Гонноскэ, взглянув в лицо матери, грустно вымолвил:

— Будь я способен на такой шаг, мама, я бы не чувствовал себя законченным неудачником.

— Что с тобой? Тебя словно подменили. Где твоя воля?

— Вчера ночью, когда мы шли к пруду, я все улучал момент для нападения, но так и не смог. Я твердил про себя, что он всего лишь безродный ронин, но стоило мне посмотреть на него, рука моя отказывалась повиноваться.

— Ты просто думал как жалкий трус.

— И что ж? Знаю, в моих жилах течет кровь самураев Кисо, я не забыл, как молился двадцать один день перед богом Онтакэ.

— А ты не забыл, как поклялся перед ним, что создашь свою школу владения боевой дубинкой?

— Да, но вчера меня подвела гордыня. Я не ожидал, что кто-то умеет сражаться лучше меня. Вчера я понял свое несовершенство. Способен ли такой человек создать свою школу? Мы навсегда обречены на нищету. Не лучше ли сломать дубинку и заняться трудом!
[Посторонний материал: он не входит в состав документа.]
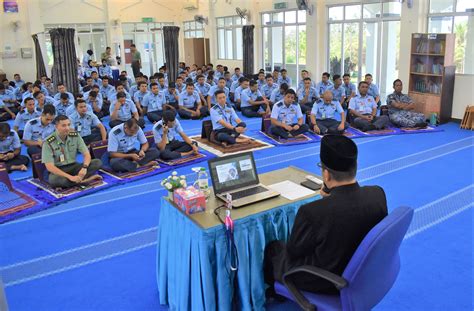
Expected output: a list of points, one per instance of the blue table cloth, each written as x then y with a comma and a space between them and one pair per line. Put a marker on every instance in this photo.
193, 270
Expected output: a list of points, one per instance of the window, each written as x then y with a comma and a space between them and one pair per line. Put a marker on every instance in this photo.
284, 42
365, 38
87, 36
149, 40
455, 16
193, 29
229, 37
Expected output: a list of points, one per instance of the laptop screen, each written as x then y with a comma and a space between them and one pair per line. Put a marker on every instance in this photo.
233, 172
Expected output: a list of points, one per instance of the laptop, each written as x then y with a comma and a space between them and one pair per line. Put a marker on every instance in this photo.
237, 175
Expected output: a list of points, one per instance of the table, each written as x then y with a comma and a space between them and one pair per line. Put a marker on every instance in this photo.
192, 263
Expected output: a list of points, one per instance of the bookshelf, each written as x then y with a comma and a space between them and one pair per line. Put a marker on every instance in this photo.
432, 72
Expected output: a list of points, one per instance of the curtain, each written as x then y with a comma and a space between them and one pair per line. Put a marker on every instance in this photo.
40, 67
171, 34
248, 50
65, 61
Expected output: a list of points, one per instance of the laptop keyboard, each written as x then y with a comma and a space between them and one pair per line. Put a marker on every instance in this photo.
248, 192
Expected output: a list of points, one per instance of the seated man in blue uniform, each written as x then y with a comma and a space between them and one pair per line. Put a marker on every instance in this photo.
122, 110
165, 133
122, 148
27, 114
323, 119
226, 125
10, 148
37, 129
190, 105
253, 104
287, 118
87, 124
327, 232
400, 109
153, 103
364, 111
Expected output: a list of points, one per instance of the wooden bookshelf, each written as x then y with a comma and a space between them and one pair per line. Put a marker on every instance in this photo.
432, 72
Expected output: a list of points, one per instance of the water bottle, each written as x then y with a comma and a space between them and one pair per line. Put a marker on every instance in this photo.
202, 182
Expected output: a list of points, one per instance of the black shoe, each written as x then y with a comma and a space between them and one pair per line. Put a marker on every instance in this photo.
421, 125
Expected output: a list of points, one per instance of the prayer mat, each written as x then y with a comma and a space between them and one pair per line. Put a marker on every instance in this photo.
219, 150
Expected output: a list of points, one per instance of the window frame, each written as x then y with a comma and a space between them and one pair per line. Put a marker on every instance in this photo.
234, 27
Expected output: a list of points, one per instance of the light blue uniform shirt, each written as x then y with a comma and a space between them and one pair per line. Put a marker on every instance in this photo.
123, 143
276, 96
83, 125
173, 132
203, 89
286, 114
125, 112
188, 101
301, 85
238, 93
323, 110
138, 96
7, 95
154, 102
286, 80
373, 90
338, 93
10, 143
58, 96
34, 130
61, 108
267, 90
226, 113
24, 116
170, 99
363, 105
322, 87
213, 90
313, 94
71, 109
247, 95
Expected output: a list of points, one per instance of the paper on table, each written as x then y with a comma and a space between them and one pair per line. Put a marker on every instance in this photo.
291, 190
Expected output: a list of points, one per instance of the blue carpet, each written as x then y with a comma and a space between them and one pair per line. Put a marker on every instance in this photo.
98, 252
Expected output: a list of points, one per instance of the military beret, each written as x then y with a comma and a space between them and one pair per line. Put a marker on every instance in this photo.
338, 152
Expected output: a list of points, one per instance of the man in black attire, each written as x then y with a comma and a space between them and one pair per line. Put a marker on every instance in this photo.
327, 232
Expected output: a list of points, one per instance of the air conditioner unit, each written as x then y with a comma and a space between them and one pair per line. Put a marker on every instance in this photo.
191, 5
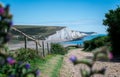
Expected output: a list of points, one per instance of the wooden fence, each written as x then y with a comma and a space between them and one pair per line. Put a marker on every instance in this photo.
42, 47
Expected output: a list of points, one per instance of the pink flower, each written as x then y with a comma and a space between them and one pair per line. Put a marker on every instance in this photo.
1, 11
110, 55
73, 58
11, 61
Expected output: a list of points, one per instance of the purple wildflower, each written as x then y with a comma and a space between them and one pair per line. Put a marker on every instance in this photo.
2, 11
37, 72
10, 60
73, 58
27, 66
11, 75
10, 23
110, 55
7, 38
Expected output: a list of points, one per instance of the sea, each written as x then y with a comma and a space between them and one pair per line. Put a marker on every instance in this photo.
81, 41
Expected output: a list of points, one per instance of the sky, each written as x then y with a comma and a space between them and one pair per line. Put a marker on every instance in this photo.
80, 15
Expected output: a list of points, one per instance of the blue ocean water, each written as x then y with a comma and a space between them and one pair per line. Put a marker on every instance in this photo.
83, 39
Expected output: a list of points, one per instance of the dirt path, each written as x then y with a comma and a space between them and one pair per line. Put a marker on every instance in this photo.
70, 70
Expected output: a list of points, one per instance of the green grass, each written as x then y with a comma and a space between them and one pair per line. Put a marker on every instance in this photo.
38, 31
49, 66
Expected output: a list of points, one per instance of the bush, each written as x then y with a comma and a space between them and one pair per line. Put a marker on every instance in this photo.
26, 54
96, 42
58, 49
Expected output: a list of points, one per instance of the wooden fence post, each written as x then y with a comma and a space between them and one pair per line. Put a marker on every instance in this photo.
37, 47
43, 48
25, 38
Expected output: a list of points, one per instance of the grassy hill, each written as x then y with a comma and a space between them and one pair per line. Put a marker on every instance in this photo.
32, 30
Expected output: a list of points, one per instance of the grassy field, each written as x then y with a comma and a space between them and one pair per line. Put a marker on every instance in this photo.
49, 66
41, 31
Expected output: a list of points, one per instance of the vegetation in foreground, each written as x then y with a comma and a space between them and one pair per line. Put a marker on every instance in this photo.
112, 21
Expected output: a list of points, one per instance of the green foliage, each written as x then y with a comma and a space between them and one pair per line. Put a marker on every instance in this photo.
39, 32
112, 21
100, 54
96, 42
56, 70
58, 49
26, 54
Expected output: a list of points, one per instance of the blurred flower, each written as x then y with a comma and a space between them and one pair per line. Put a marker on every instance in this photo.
37, 72
2, 60
11, 61
1, 10
10, 23
73, 58
27, 66
110, 55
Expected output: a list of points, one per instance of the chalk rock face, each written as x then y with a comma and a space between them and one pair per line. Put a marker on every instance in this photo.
65, 34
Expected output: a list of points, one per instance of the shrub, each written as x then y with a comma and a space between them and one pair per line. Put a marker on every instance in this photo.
99, 54
58, 49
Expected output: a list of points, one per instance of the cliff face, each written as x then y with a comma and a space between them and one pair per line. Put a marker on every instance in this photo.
65, 34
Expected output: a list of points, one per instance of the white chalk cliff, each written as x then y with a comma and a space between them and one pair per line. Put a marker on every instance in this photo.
65, 34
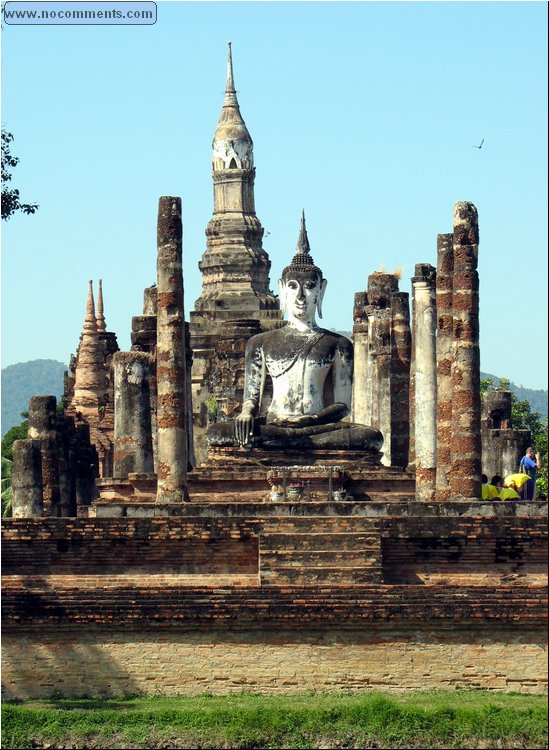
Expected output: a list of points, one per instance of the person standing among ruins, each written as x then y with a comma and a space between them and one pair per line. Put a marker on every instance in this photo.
489, 492
529, 463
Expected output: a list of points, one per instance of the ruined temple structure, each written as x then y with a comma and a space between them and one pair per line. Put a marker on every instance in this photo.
236, 301
301, 554
502, 446
382, 340
88, 391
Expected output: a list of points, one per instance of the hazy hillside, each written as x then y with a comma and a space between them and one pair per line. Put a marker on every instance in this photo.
537, 399
39, 377
44, 377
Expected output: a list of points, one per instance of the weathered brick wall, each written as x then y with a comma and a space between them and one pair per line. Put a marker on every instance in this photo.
221, 660
464, 551
221, 603
80, 547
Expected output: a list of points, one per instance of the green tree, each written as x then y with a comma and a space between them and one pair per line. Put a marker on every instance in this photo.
6, 487
11, 202
19, 432
523, 418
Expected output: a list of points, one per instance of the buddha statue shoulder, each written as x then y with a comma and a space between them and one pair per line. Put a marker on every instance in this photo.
311, 370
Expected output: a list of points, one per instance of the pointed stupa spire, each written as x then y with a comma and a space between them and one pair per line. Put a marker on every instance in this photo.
230, 91
303, 247
90, 323
303, 260
100, 317
232, 143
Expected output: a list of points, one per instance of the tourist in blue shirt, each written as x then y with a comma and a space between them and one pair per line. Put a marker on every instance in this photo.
528, 464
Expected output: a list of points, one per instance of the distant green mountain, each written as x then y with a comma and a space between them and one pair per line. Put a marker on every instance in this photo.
44, 377
39, 377
537, 399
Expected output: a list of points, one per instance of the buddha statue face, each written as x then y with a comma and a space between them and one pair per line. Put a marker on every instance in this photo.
301, 294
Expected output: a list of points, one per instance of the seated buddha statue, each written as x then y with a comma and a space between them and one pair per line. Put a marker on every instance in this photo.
311, 371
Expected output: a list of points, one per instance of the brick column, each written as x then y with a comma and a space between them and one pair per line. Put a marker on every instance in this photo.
401, 345
445, 319
380, 324
132, 418
66, 459
27, 479
42, 427
86, 466
423, 286
465, 477
170, 357
361, 357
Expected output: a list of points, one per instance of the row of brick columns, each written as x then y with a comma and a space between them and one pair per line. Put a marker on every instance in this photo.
446, 366
54, 469
138, 386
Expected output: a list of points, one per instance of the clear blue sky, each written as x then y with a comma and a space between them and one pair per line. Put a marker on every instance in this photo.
364, 114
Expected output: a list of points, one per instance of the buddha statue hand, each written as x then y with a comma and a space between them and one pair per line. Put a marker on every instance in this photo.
244, 424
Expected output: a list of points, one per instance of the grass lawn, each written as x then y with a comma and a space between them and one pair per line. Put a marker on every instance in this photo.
457, 719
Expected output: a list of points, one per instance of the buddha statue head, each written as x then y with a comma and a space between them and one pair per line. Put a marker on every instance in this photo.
302, 285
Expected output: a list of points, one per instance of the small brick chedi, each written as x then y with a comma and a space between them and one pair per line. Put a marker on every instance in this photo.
326, 532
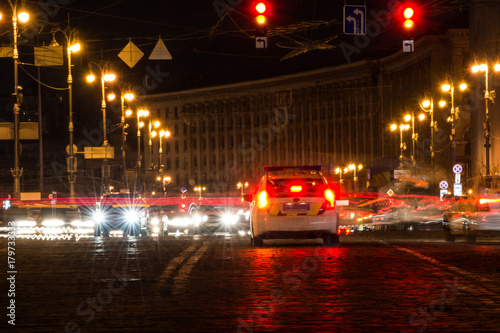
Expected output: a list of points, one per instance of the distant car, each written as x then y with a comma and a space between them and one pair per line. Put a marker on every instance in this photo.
180, 219
119, 212
293, 202
220, 219
475, 214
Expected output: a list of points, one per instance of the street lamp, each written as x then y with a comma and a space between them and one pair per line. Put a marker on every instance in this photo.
155, 124
106, 76
199, 189
488, 95
402, 146
17, 172
414, 136
70, 34
338, 171
354, 167
449, 87
124, 96
428, 106
162, 134
242, 186
140, 124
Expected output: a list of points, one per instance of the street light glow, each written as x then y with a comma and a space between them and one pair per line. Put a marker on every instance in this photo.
110, 77
75, 47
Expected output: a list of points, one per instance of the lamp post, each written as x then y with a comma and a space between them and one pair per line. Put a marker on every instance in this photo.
125, 95
354, 167
402, 146
242, 186
428, 106
414, 136
488, 95
450, 88
199, 189
156, 124
338, 171
16, 171
106, 76
70, 35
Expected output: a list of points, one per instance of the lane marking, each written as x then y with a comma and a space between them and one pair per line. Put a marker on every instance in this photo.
181, 280
175, 263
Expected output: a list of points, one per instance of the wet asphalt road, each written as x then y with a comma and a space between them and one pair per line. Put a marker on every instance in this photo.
372, 282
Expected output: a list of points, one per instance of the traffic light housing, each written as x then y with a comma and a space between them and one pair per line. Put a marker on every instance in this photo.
408, 14
261, 19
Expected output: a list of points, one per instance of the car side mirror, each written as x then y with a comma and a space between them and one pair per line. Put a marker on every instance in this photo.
247, 197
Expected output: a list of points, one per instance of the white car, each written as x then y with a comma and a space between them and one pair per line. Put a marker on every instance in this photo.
293, 202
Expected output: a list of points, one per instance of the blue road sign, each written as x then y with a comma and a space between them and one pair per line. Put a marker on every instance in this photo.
457, 168
355, 20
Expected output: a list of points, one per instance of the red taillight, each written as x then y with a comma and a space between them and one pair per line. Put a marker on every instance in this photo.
262, 199
330, 198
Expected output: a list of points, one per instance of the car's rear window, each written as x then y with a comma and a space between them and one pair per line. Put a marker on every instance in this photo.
295, 187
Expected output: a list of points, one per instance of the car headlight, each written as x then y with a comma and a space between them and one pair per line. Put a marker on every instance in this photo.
132, 216
99, 217
229, 218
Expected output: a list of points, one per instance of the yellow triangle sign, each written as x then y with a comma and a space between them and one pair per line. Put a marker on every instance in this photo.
131, 54
160, 52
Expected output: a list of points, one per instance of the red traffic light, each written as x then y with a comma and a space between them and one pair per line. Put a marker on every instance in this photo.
408, 14
261, 8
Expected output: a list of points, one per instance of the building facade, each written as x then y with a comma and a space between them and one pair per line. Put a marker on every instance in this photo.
330, 117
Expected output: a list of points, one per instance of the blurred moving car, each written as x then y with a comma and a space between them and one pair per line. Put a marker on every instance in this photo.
120, 212
475, 214
179, 218
220, 219
293, 202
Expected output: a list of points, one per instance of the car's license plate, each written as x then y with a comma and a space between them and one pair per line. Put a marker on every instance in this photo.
295, 207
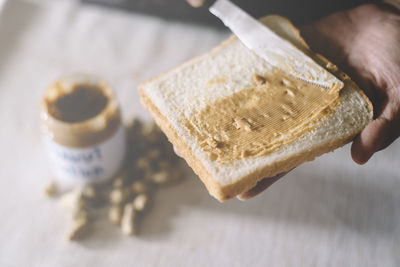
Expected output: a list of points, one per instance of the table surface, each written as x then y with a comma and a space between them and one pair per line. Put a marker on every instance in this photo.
329, 212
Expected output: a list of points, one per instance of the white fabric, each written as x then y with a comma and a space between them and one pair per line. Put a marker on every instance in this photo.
330, 212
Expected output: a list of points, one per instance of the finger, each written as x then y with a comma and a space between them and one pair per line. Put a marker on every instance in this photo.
177, 152
376, 136
261, 186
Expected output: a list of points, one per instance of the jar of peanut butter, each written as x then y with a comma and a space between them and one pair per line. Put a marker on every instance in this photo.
82, 130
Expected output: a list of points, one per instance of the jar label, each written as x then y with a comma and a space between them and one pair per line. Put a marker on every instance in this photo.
90, 164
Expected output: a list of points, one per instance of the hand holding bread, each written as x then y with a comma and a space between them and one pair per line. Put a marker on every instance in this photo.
216, 103
372, 60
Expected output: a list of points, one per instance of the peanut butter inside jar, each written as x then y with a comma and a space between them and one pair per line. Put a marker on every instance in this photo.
79, 111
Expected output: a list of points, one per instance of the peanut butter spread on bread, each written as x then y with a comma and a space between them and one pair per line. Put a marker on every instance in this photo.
274, 110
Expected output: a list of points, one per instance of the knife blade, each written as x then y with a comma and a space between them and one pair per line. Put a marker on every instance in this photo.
275, 50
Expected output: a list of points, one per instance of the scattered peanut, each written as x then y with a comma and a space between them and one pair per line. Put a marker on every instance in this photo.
79, 228
115, 214
128, 220
119, 195
159, 178
140, 187
88, 192
140, 202
196, 3
150, 156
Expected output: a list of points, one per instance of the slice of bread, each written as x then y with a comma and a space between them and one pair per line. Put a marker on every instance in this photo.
181, 92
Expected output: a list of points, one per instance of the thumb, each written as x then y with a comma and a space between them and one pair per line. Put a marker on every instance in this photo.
376, 136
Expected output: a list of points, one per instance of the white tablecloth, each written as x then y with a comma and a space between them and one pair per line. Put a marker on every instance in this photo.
330, 212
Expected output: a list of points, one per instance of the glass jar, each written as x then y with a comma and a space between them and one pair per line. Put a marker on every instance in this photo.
82, 130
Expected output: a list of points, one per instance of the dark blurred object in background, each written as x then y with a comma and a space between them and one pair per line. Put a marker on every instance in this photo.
299, 11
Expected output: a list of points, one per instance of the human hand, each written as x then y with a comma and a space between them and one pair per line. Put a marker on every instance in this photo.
365, 43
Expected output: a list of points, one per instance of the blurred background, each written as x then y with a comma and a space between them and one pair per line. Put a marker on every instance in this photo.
329, 212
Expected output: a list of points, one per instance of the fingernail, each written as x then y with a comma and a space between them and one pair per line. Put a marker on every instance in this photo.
241, 198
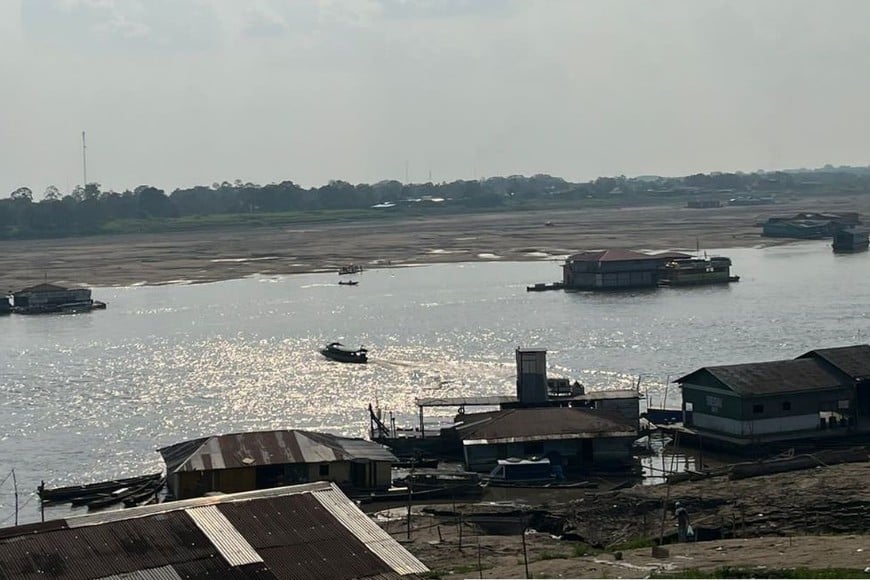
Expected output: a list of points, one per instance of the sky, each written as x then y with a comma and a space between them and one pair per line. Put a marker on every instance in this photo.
176, 93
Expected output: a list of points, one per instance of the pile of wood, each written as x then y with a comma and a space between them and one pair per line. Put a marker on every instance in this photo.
819, 458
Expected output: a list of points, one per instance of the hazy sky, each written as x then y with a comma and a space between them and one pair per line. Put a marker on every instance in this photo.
176, 93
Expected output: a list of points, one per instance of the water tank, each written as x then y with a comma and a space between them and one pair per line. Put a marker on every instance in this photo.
531, 375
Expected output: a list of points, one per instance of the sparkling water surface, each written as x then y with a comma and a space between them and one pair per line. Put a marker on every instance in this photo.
92, 396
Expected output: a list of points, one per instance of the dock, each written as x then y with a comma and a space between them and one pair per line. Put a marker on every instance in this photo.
541, 286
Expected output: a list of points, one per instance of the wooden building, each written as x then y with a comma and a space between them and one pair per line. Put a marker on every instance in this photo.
579, 440
48, 297
610, 270
304, 532
260, 460
851, 240
824, 392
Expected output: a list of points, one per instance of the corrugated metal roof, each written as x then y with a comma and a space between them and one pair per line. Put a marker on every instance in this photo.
496, 400
296, 537
270, 535
161, 573
770, 378
369, 533
611, 256
269, 448
230, 543
541, 424
854, 361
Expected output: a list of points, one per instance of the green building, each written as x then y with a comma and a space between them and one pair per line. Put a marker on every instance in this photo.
823, 393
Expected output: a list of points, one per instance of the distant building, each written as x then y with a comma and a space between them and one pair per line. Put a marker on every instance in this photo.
808, 225
306, 532
703, 203
261, 460
851, 240
752, 200
824, 392
48, 297
610, 270
577, 439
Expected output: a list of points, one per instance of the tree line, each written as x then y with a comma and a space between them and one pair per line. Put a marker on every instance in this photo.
89, 209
— Ты выиграл все поединки. Как знать, может, бог Онтакэ преподал тебе урок вчера. Наказал за самоуверенность. Ты не сделаешь меня счастливее, отказавшись от дубинки. Когда ронин проснется, брось ему вызов. Если еще раз проиграешь, тогда и вправду следует навсегда отказаться от былых надежд.

Мусаси тихо вернулся в свою комнату и присел в задумчивости. Если Гонноскэ бросит вызов, придется драться, а значит, он выиграет. Гонноскэ умрет, оставив мать в безутешном горе. «Надо избежать поединка», — решил Мусаси.

Неслышно отодвинув сёдзи, выходящие на веранду, Мусаси выскользнул из дома. Деревья купались в лучах утреннего солнца. У сарая в дальнем конце двора корова щипала траву, радуясь лишнему дню отдыха. Мусаси про себя попрощался с ней, пробрался сквозь кусты на тропинку, бегущую через поле, и скрылся из виду. Туманная завеса спала, и гора Кома предстала взору от подножия до вершины. Причудливой формы облачка плыли по небу.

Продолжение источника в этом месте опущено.